In the Integration Configuration section, users can generate their API keys and manage all Single Sign-On (SSO) Configurations.

Integration Configuration

Testing and Delivery

Despite the lack of (actual) end-users to work with, the main audience targeted by this application is easily comparable to members of our own Engineering Team. As such, despite all the aforementioned constraints we were still able to gather relevant feedback in time for the handling of the deliverables for development. This was primary done via quick interviews, in part, not too different from Guerilla Testing (although with a more controlled environment and population).

Unfortunately, due to technical constraints (and the small scope of this project), it was not yet possible to connect this application to some of the tracking applications we mentioned in other projects. As such, the monitorization of the quality of the experience provided by this platform is, at the moment, limited to the qualitative feedback we get from the limited number of users interacting with the tool. Nevertheless, below follow some metrics of interest related to this project:

      •    Time required to validate the uploaded CSVs - this is important since, during this time, users cannot do anything regarding the items that they wish to upload. If this process takes too long, the user experience can become compromised.
      •    Most frequent type of errors/warnings resulting from the CSV validation - this is important since users will need to solve these errors and re-upload their CSV files again, in order to proceed with the complete upload. If patterns are detected, it is possible that proper guidance is missing;
      •    Frequency of visits to item upload pages - while products/courses and other items are being created, users can view the progress of this process every time they visit the respective upload/reports page. Having an understanding of the frequency users do this can give us insights on the type of information that we may need to provide and the expectations that we may need to set up when users first begin this process;
      •    Most common types of reports and filter/conditions used - this should allow us to provide easier ways to begin building certain queries and, if applicable, decide on the priority of providing more specific report templates.

Key Takeaways

Comparatively to most EdCast Marketplace projects listed, this was a significantly smaller and less complex one (although the time and resource constraints being very similar).
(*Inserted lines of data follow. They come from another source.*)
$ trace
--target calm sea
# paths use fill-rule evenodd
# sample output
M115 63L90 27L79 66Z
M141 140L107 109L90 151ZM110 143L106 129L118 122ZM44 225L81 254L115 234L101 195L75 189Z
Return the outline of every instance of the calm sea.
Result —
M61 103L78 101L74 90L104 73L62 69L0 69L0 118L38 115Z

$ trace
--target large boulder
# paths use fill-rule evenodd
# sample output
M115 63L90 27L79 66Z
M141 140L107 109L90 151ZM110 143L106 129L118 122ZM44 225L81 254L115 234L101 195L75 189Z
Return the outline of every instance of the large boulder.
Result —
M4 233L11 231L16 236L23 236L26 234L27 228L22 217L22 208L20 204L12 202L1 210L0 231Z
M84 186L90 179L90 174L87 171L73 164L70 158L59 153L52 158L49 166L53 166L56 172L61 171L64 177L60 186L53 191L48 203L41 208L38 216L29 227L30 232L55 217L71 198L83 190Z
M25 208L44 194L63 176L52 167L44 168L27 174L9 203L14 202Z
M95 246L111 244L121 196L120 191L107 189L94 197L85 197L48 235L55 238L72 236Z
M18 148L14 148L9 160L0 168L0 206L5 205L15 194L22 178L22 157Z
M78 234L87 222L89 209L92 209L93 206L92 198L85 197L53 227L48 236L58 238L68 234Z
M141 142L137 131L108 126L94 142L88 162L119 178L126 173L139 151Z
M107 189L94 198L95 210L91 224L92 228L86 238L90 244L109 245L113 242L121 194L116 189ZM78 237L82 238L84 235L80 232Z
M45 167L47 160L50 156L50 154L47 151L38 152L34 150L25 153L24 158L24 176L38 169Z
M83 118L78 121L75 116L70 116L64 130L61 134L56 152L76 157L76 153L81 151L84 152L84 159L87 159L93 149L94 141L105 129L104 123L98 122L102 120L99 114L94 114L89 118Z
Nevertheless, there were some interesting takeways from this project, summarized as follows:

      •    The Importance and Results of a Design System. One of the first projects listed around the EdCast Marketplace was the creation of a Design System (and set of rules/guidelines). Moreover, the redesign of the Admin Panel (which, realistically should include these functionalities) was already in progress. Comparatively to early projects, we noticed how simple the creation and use of various components, in a way that is consistent accross the various applications, had become during this project. This, in turn, served as an internal validation of our previous efforts in creating the Design System.
          The Extra importance of the Engineering Team. As mentioned acorss all other projects, the involvment of the Engineering team is crucial to understand the feasibility and scope of various features. However, in this project, some of its members were comparable to the actual end-users targetted by this application, giving us, in turn, a fairly different, but no less valuable source of insights, during the various stages of this project.